To Know Others is to Know Thyself

February 16, 2024

Writer: Zoe Sinkford

Editor: Lily Hutchinson


I never know what I want. I mean - and this is ridiculous - you could ask me to choose what I want to eat for dinner and it would take me a full 20 minutes to come up with just the options to choose from, let alone my ultimate decision. 

Last week I turned 22, and naturally my friends and I wanted to celebrate the glorious day of my birth. As I was sitting with my circle of friends, surrounded by the people who know me best, one of them asked me, “Where do you want to go for your birthday, or do you want me to decide for you?” My immediate and expected response was for him to decide, and he responded “for anyone else, I would make them choose where to go, but I know you”. 
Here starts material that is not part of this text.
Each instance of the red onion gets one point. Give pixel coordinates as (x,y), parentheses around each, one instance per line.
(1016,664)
Everyone, including me, broke out in laughter at how accurate and specific his interpretation of me was. But, beneath the jubilant giggles and shared smiles, I was overcome with gratitude for how deeply my friends understood me. For instance, it's normally my friends who decide where we should go and spend the night out. But it's after we returned from those fun nights out that I have begun to reflect on how I truly feel seen and appreciated by them. I spent a lot of time that night and in the following days reflecting on how he was able to change his actions for me based on the mere fact that he knew I struggled with making decisions. 

 “But I know you”. 

While my friends may have a deep understanding of who I am, do I

In the previous couple of weeks, I have been grappling with how I can best learn about who I really am and what I want out of life, beyond a future career or ideal family structure. Socrates. . . or wait. . . it could’ve been Aristotle, regardless, one of the great philosophers once said that “to know thyself is to know wisdom”. While I do believe that there is incredible power in knowing who you are, whether it be your beliefs, habits, or personality, I also think that there has to be more to understanding yourself than introspection and reflective thinking. After all, there is more to life than just you. We must also consider the people we interact with and the way that we interact with them. 
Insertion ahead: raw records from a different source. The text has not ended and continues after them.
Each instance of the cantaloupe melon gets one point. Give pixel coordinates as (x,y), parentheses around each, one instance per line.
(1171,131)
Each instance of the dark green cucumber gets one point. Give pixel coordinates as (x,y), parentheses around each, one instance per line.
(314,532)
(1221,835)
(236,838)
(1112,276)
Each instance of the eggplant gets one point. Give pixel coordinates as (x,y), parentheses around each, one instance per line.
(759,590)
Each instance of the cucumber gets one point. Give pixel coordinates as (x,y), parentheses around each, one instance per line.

I argue that it is not knowing thyself that begets wisdom, but knowing others as well. A fundamental part of every human life includes interactions with other people: moving to the right side of the sidewalk when walking past a stranger so that they can pass you easily, texting your mom when you are coming home later than expected so that she doesn’t worry (because you know that she will), even choosing where to celebrate a friend’s birthday so that they don’t feel any stress making the choice themselves speaks to the indispensable nature of who we are as individuals. 

These choices are all quick, sometimes subconscious decisions, that we make regarding the people we care about. In a split second, we are able to shift our mentality and change our behaviors in order to accommodate those we love most. And while these choices have tangible impacts on other people, there is much to be learned about ourselves through interaction. 
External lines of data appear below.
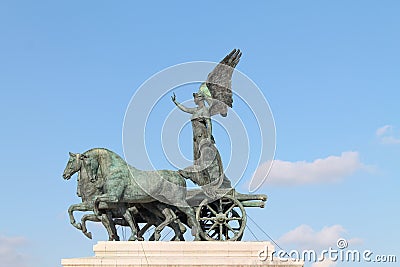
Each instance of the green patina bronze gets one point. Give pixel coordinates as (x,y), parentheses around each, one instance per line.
(115,193)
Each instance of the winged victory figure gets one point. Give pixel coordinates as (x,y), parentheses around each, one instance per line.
(207,170)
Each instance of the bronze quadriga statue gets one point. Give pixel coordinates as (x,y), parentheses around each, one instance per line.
(115,193)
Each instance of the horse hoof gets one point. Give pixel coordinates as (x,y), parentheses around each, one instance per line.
(157,237)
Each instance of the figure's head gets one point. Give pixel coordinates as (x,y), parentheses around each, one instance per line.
(74,164)
(198,98)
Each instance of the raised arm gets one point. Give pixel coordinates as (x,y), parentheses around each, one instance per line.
(182,107)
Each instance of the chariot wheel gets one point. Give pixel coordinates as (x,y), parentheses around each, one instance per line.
(221,220)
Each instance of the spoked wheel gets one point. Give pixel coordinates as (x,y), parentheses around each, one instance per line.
(221,220)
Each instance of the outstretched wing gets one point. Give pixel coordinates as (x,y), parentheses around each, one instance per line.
(219,83)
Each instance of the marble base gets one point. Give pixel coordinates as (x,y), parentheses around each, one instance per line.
(197,253)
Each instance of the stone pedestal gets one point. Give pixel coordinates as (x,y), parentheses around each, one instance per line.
(157,254)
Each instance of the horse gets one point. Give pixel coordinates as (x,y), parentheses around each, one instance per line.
(126,184)
(156,213)
(87,191)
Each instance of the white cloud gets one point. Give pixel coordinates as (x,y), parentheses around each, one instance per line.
(9,252)
(304,237)
(386,135)
(329,169)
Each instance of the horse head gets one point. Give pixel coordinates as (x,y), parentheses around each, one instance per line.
(91,166)
(74,165)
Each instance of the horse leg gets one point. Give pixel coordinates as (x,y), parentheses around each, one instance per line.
(88,217)
(170,219)
(77,207)
(106,219)
(144,230)
(176,226)
(132,224)
(191,218)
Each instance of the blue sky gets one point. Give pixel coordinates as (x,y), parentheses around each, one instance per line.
(329,70)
When meditating on what separates me from the collective group of individuals that make up the human race, what fundamentally separates my soul from everyone else’s is that I find myself reflecting on the relationships I have with my friends. I have learned more about myself through dissecting my interactions with others than I have by ruminating on what may potentially separate me from the collective. 

If one of my friends is overwhelmed with schoolwork, I offer to make them dinner. If my sister needs to pick up something from the store, I am the first to offer her a ride to the mall. If my family is preparing to set up a holiday dinner, immediately I offer to set the table and help cook. I am compassionate, empathic, and caring. I believe myself to be intelligent, only because of the way that I can relate the information I learn in class to those of different majors. 

Almost all of the most fundamental parts of who I am, I have realized through the synergy of friendship. 

While I am not one of “the greats” and wouldn’t dare compare myself to philosophers such as Nietsche, Kant, or Descartes - after all I don’t even have a college degree, yet - I know that I wouldn’t have an understanding of who I am without the people that surround me. I am only who I interact with. So, if anyone else is feeling isolated in their understanding of who they are, I recommend looking towards the people that you care about. Look to those that you have spent time trying to understand and love because that alone is enough to guide you in the direction of understanding who you are.